Karl, I am assuming that you are installing a regular old chrome plated brass stop valve. I think most often you will find that a compression type is used and no soldering is required. This type has the advantage of that if you have to change it out you don't have to go through the unsoldering nd resoldering. If you use the solder type you should find that the inside of the valve is not chrome plated. Flux the pipe, slip the valve onto the pipe. I have not used the flux/solder mix so I am not familiar with it. I just unroll about 6 to 8 inches of solder wire. Curl the end of the solder in a about a 2" arc.
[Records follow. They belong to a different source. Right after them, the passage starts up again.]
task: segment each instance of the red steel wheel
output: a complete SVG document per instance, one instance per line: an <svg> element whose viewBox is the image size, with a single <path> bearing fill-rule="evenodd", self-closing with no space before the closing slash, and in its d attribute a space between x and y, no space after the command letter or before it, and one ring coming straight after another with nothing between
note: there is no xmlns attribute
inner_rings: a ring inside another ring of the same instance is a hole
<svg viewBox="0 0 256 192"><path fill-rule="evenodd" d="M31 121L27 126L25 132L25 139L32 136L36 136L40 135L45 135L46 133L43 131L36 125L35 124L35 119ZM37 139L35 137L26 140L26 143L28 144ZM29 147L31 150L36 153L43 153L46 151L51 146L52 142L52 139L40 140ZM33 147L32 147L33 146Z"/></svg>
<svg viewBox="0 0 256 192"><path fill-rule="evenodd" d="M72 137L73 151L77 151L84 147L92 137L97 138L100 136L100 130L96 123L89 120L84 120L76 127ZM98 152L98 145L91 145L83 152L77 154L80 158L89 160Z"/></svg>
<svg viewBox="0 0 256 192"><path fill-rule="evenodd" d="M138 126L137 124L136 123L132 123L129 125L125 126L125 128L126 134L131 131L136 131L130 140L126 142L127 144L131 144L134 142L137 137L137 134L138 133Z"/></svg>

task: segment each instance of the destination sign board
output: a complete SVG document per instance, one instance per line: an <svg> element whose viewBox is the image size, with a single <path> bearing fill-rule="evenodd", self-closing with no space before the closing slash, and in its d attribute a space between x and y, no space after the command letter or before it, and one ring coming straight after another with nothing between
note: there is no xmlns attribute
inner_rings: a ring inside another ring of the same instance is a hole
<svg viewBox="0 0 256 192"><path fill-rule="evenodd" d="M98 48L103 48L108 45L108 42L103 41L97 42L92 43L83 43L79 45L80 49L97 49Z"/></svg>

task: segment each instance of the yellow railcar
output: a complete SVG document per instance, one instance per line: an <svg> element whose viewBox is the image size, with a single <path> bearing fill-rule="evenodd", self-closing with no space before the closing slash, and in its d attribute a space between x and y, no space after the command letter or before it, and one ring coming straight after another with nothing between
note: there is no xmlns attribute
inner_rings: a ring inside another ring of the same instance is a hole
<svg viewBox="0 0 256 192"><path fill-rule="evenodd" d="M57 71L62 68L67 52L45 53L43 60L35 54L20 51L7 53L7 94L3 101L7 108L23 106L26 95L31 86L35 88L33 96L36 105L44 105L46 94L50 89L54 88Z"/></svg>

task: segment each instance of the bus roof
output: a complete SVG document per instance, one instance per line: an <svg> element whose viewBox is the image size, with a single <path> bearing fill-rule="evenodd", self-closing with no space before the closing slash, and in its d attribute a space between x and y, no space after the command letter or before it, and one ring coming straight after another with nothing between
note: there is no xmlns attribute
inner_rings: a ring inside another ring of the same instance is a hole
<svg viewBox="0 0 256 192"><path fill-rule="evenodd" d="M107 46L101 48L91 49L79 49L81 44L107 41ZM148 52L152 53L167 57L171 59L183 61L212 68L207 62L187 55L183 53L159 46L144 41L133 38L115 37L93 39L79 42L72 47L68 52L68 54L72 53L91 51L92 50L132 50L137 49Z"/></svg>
Put the tip of your flame (the tip of the blue flame is the hottest) on one side of the valve. When the flux begins to flow begin touching the solder to the other side of the valve/pipe joint. When the tip of the solder begins to melt, the pipe and valve is hot enough. Reach around behind the valve with the solder and run a bead around to the front. Move you flame away. Then run a bead around the other side. If the pipe cools enough so that the solder no longer melts briefly heat the pipe about 1" away to bring it back up to temperature. Better to use the compression type though.
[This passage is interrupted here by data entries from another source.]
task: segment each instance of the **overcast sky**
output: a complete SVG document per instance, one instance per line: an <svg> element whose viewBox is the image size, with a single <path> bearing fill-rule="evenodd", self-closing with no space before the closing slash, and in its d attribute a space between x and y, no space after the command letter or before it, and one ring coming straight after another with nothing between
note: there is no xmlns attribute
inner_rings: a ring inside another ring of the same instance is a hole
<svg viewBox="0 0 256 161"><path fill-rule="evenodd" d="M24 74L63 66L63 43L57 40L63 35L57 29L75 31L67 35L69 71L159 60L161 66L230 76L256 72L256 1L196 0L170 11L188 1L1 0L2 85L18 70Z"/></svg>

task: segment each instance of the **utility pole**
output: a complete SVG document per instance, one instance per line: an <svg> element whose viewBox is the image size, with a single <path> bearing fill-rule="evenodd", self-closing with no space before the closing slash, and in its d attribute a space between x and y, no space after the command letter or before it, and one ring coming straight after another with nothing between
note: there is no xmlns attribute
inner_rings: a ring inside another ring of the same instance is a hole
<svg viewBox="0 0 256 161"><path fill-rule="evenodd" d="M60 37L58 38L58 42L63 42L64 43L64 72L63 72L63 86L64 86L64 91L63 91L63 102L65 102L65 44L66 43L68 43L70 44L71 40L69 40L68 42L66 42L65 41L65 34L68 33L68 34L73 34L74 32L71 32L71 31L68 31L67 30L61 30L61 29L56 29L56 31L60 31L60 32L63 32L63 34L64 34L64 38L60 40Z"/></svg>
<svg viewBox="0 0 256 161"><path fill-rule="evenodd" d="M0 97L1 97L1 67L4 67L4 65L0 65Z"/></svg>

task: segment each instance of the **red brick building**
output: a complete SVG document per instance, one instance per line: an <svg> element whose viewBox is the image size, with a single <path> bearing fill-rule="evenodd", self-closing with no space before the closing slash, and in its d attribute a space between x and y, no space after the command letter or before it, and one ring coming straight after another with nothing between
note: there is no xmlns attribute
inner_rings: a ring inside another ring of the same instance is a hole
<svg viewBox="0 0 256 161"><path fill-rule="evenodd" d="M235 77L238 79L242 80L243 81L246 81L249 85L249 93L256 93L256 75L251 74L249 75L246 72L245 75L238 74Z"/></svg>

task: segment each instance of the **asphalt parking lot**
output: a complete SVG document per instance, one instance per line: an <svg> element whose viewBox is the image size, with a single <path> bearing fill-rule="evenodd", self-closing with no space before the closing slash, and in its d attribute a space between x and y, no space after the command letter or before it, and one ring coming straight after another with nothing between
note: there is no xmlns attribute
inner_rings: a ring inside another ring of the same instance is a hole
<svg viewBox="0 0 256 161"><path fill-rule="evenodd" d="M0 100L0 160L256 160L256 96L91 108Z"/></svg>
Thank you all for your help! To clarify it better --it is a chrome plated copper valve that is sold with the pipe, already sweated to the valve. (massplumber's picture was on the spot)
Thank you all for the tips --I'd like to go with the compression fit valve, but I like the look of the chrome plated pipe and valve, with the chrome risers to the sink.
I feel more confident now about soldering (having practiced a few connections) I guess I was mostly concerned because since I would be soldering this "in place" and not on my bench, the position might effect the solder -- in other words -- I need the solder to flow "upward" to fill the space between the two pipes. I imagine they design this contraption (The chrome plated valve and pipe) to have it's own "connection cup" built right in, which is why it slides over the stub out.
From what I gather from your answers, the solder will flow into the joint (toward the heated pipe) and seal the space. So I will heat the larger pipe--in this case, the valve. What I had been doing wrong in the past was heating both and wondering why I couldn't maintain the heat to finish the job. I know better now! I still don't know what is meant by "crimping the pipe" --do you mean that I tilt on of the pipes?
Actually, the way I teach people to solder is to clean both parts of the fitting (there is a tool for this) and use flux on both sides using a flux brush and place the fitting on top of the pipe.
Heat the massive fitting and occaisionally touch the joint with the solder until it's hot enough to melt. When it's hot enough, run the solder around the fitting. Capillary action will pull the solder into the joint. It doesn't matter the orientation, but doing it with the fitting on top lets you get the feel of the process. While it's still hot, you can wipe off excess solder with a damp rag. Let the fitting cool undisturbed.
As for the "look", there is another solution which I chose recently is to use a chrome plated soft copper 3/8 pipe nipple and a 3/8 NPT to 3/8 compression stop (valve). You'll need a pair of soft grip pliers to keep from damaging the pipes. I was able to "hide" the 3/8 NPT female to 1/2" sweat adapter under the chrome bell. Difficult, but not impossible and you need to use a heat shield when soldering.
Crimping means to just squeeze the shutoff (when installed on copper pipe), just a little so it hold the shutoff up off the floor and in position so you can solder shutoff on.
Here, install the bell flange, pull it up high on shutoff, then install shutoff to fluxed copper pipe (as described before) at about 90 degrees OFF where you want it installed...then "CRIMP" slightly and rotate the shutoff into final position.
This shutoff should be about 1/2"-3/4" off the finished floor to solder on properly and allow bell flange to cover the soldered joint. DO NOT worry about drips here....bell flange will cover the drips.
Again, clean chrome off end of shutoff like I said...then solder, and kinda CAP the soldered end as it cools....that make sense. Do not wipe this joint...just solder, and cap as cools with solder...hard to describe it..but you'll see what I mean.
If you point the flame away from the wall you should not need a soldering heat shield..ok?? Let us know if need more Karl...Good luck!!
I know Karl read my suggestion to use this compression fitting, he gave me a compliment. I did this back on 3-12 so there should be no need to try to solder a chrome pipe. Maybe I missed something along the way because there have been several great resonses here.
bb:
You missed something, He wanted the installation to look pretty. Compression fittings don't look pretty. The two choices then being an stop with a chrome plated copper extension or using chrome plated copper nipples. Both have a pleasing appearance.
With the latter the bell can be easily replaced when it inevitably decides to rust and there are a few exposed threads.
I must be getting old, I think everything with chrome on it is pretty. Mark posted what I think is a pretty comression/Pt stop. I miss my chrome bumpers.